Notable Recipients and Contributions

Laureates have included pioneers whose work intersects with technologies developed at Bell Labs, HP Laboratories, and National Semiconductor. Among recipients are designers who advanced low-noise amplifiers for applications in NASA missions, innovators of delta-sigma converters adopted in consumer electronics from Sony Corporation and Panasonic Corporation, and architects of multicore digital signal processors used in Qualcomm and NVIDIA systems. Contributions cited span development of circuit simulation methodologies linked to SPICE origins, invention of bandgap voltage references applied across Analog Devices products, and creation of on-chip phase-locked loops influencing telecommunications standards promulgated by 3GPP and IEEE 802.11 committees. Recipients often hold joint appointments at universities such as University of Michigan, University of Texas at Austin, and Yale University and maintain collaborations with government agencies like the Defense Advanced Research Projects Agency.

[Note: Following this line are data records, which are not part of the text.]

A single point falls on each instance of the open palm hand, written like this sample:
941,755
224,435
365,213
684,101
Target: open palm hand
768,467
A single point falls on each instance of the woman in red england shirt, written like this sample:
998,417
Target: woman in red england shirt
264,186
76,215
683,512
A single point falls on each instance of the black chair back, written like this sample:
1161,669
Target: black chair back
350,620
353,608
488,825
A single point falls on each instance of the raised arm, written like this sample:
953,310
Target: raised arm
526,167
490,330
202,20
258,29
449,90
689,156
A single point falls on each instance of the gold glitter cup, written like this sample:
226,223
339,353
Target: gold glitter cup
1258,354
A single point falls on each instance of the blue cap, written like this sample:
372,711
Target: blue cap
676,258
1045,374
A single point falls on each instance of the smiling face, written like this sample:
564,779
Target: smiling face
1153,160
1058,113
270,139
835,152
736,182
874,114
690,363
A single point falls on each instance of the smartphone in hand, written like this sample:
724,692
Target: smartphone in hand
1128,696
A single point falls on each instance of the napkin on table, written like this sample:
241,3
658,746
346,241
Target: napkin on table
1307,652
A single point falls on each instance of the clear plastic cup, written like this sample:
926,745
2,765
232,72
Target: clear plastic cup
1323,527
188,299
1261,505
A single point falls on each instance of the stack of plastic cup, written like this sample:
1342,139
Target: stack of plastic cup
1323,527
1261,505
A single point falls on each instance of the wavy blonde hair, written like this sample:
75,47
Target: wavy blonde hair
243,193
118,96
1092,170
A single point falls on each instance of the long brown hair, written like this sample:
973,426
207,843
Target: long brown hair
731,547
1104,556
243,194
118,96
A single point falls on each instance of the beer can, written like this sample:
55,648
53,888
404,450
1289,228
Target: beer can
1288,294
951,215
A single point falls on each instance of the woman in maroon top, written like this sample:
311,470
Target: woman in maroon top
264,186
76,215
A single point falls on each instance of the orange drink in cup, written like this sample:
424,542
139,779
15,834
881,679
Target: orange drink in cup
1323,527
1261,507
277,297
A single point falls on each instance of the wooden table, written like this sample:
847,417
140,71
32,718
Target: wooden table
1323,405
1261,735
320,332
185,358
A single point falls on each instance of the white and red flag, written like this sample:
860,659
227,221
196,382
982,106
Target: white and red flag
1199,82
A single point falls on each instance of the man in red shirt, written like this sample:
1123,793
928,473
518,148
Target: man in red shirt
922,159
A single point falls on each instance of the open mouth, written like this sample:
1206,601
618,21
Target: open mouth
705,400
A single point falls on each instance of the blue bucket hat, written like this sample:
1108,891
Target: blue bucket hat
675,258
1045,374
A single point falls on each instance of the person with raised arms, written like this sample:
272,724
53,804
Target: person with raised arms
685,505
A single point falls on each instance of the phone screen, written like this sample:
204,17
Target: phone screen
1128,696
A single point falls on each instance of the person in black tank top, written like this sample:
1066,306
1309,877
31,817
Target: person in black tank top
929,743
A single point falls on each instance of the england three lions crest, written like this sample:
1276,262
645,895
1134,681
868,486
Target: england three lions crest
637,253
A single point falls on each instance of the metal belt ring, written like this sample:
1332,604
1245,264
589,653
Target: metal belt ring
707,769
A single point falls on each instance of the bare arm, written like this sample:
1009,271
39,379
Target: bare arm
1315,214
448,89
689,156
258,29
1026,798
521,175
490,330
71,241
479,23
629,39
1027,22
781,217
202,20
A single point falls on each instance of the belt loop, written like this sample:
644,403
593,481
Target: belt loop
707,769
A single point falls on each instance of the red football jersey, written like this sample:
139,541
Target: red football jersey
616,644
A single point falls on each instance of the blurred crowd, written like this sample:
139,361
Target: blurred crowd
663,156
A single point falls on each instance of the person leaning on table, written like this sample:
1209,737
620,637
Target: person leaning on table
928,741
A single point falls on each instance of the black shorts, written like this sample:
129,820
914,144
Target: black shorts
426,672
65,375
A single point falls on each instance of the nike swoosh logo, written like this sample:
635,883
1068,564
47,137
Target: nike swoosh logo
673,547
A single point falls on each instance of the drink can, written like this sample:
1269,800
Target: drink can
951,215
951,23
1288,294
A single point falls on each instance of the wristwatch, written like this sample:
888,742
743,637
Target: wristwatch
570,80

Impact on Solid-State Circuits Field

The award has functioned as a barometer of technological trends, underscoring shifts toward energy-efficient system-on-chip architectures, heterogeneous integration strategies practiced by firms like TSMC and GlobalFoundries, and the maturation of analog/mixed-signal methodologies critical for sectors including automotive industry suppliers and telecommunications infrastructure. By recognizing achievements spanning basic research, translational development, and commercialization, the prize reinforces pathways between academic research at institutions like ETH Zurich and industrial scale-up managed by foundries and venture-backed startups. The honor has amplified recipients' visibility in professional societies such as the IEEE Computer Society and influenced funding priorities at agencies like the National Science Foundation.